Be a bird watcher or ornithologist. What questions will you ask? What equipment would help you? Find field guides specific to the local area.
Evidence of the Presence of Birds
What evidence of the presence of birds other than the birds themselves is seen? (Feathers, tracks, parts of dead birds, partially eaten food, owl pellets, droppings)
Habitats for Birds
What are the best places to look for birds? Why are some places better than others?
Look at the "Wood Duck or Merganser Box" near Bench A. Is there any evidence of a duck beginning to build a nest in it?
Look for cavities birds have made in trees. What birds may have made them? Why?
Look at other bird houses along the trails. Why might people clean the bird houses in spring?
Why do different kinds of birds come to trees in spring?

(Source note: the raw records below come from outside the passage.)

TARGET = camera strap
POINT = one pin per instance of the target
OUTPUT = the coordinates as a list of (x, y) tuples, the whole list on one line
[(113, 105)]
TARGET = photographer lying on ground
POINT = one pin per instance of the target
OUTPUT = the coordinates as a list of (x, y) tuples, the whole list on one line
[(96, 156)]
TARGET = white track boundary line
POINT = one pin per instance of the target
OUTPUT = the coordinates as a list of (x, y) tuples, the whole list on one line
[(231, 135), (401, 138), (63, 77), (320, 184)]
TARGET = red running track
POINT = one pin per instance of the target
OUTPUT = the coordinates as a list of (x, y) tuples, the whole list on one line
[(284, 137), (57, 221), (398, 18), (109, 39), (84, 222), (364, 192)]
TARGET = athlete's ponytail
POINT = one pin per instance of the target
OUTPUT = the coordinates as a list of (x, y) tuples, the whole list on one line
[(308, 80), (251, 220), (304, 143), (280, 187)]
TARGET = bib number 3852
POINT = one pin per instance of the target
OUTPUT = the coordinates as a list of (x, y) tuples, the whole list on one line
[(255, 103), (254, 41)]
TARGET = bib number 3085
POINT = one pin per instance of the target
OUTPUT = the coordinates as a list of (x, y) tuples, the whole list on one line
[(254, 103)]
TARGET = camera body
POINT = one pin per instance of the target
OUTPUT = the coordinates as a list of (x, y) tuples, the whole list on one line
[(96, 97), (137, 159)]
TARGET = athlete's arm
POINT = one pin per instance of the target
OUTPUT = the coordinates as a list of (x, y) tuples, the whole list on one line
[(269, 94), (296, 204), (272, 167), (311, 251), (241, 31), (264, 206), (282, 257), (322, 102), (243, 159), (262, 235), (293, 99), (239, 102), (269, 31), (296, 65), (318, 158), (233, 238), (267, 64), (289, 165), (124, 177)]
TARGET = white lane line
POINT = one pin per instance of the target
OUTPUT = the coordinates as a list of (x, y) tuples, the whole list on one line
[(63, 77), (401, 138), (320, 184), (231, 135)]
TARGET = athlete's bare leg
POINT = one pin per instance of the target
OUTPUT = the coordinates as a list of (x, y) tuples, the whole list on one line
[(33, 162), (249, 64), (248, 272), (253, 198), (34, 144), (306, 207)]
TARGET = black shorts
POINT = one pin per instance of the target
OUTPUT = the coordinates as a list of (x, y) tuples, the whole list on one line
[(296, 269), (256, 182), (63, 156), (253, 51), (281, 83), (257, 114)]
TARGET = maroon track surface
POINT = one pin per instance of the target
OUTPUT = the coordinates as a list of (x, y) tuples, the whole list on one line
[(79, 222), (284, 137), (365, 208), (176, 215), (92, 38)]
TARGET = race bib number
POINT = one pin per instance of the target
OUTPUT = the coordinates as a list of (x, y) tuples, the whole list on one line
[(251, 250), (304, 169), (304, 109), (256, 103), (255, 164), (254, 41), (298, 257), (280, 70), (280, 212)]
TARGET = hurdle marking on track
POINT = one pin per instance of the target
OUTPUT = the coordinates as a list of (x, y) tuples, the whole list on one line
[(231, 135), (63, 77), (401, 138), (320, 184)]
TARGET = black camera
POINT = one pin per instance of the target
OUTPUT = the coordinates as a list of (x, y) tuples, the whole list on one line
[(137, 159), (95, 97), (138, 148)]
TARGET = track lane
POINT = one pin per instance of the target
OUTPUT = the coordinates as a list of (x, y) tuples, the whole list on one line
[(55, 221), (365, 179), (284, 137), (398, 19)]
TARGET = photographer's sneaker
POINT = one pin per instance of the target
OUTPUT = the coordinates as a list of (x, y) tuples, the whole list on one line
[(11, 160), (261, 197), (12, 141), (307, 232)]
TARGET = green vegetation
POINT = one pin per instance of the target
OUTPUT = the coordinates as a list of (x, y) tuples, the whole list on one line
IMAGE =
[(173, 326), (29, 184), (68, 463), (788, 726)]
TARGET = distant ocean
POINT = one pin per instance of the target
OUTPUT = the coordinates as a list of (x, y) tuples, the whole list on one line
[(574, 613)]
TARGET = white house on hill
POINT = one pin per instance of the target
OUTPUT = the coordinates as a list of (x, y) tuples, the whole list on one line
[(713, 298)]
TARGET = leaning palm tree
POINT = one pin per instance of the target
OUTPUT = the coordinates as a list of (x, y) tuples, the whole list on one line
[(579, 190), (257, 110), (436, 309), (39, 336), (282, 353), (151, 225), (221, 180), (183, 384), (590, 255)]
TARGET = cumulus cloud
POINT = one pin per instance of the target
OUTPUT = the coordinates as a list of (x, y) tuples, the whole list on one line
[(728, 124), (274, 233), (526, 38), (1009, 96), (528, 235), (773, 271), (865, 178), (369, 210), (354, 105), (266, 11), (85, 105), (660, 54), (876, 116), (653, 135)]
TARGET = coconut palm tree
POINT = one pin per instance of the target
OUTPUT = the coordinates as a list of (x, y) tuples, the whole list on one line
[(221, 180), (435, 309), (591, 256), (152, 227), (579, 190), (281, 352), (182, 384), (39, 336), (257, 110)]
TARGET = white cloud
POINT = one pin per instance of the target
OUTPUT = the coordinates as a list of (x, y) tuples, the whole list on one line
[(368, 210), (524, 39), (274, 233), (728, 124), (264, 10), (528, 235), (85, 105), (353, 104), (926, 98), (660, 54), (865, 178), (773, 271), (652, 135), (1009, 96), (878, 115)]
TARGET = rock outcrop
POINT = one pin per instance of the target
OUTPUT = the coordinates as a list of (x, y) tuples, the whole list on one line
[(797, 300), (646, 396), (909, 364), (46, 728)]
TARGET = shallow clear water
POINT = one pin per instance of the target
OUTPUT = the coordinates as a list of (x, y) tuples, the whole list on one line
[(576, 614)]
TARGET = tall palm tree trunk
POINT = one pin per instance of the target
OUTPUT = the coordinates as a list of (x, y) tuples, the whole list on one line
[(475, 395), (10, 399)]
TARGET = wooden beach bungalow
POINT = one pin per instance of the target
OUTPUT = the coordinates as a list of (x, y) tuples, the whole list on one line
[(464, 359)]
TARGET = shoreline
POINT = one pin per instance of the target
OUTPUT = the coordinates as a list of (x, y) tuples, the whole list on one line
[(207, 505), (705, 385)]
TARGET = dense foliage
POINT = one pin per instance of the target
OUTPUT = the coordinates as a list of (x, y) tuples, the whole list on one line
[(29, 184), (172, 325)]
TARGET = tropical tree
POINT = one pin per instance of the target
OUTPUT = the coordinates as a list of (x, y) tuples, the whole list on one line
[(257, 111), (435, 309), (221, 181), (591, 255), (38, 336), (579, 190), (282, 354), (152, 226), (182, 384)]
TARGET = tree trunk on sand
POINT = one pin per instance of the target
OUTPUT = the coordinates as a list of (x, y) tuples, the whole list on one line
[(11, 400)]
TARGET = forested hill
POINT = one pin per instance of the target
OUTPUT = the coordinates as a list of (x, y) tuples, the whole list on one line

How and where do they sit on or in the trees? (Roosting, nesting, food gathering, shelter, look out or hunting locations, food collection under bark)
Find bird nests from last year in bushes and trees. What kinds of birds may have built the nests? Take photos of the nests. Why might the birds have chosen each of these places for their nests? (Oriole nest high in a maple tree, nest in a conifer, etc.) Which birds built their nests in cavities? What cavities were made by animals and which cavities were provided by people?
Why might it be good to leave old nests in trees or bushes?
Use the list of birds seen in the Kuse Nature Preserve in spring. How many of them do you see? (Blackbirds, Bluebirds, Blue jays, Bobolinks, Bobwhites, Brown Thrashers, Cardinals, Catbirds, Chickadees, Cowbirds, Crows, Mourning Doves, Wood Ducks, Mallard Ducks, Hooded Mergansers, Purple Finches, House Finches, Goldfinches, Flycatchers, Geese, Rose-breasted Grosbeaks, Hawks, Hummingbirds, Indigo Buntings, Killdeers, Kingbirds, Kingfishers, Meadowlarks, Red-breasted and White-breasted Nuthatches, Phoebes, Red-eyed Vireos, Robins, Ruby-crowned Kinglets, Chipping, Clay-colored, Fox, Lincoln's, Savannah, English, Song, Tree, White-crowned and White-throated Sparrows, Starlings, Tree and Barn Swallows, Rufus-sided Towhees, Turkeys, many kinds of Warblers, Cedar Waxwings, Downy, Hairy Pileated, Red-bellied and Red-headed Woodpeckers, Wood Pewees, House and Sedge Wrens and others)
What bird calls might you hear in spring? What tapping sounds do different species make? Use audio recordings of birds to help you learn the "language" of birds of our area. Often we hear a bird before we see it.
Learn how shape, size, plumage, flight patterns and other visual clues help with identification of birds.